Global modeling of the mesoscale buildup of the ring current and its role in magnetosphere-ionosphere coupling

During geomagnetically active periods plasma is transported from the magnetotail into the inner magnetosphere to become the ring current. The transpot of plasma into the ring current occurs at different spatial and temporal scales, from global quasi-steady convection to bursty bulk flows (BBFs), with typical cross-tail extents of 1-3 Earth radii. During its enhancement, the ring current plays a critical role in magnetosphere-ionosphere coupling. Ring current ions build up plasma pressure in the inner magnetosphere and will drive field-aligned currents which must close in the ionosphere, while electrons will lead to diffuse precipitation and enhanced ionospheric conductance which shape the ionospheric path of current closure. Current closure in the ionosphere will couple to the thermospheric neutral population, via Joule heating, and alter the dynamics of the plasmasphere, via the penetration electric field in the inner magnetosphere. 

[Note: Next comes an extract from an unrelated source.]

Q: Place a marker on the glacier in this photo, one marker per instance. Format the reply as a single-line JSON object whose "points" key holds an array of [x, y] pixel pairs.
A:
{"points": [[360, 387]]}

Understanding the relative role of convection at different spatial scales in both the buildup of the ring current and its broader effects on geospace coupling is an area of active interest and one of the core science questions of the Center for Geospace Storms. In this talk I will describe how addressing this question has informed the development of the Multiscale Atmosphere Geospace Environment (MAGE) model and highlight several recent modeling studies which illustrate the central role of mesoscale processes.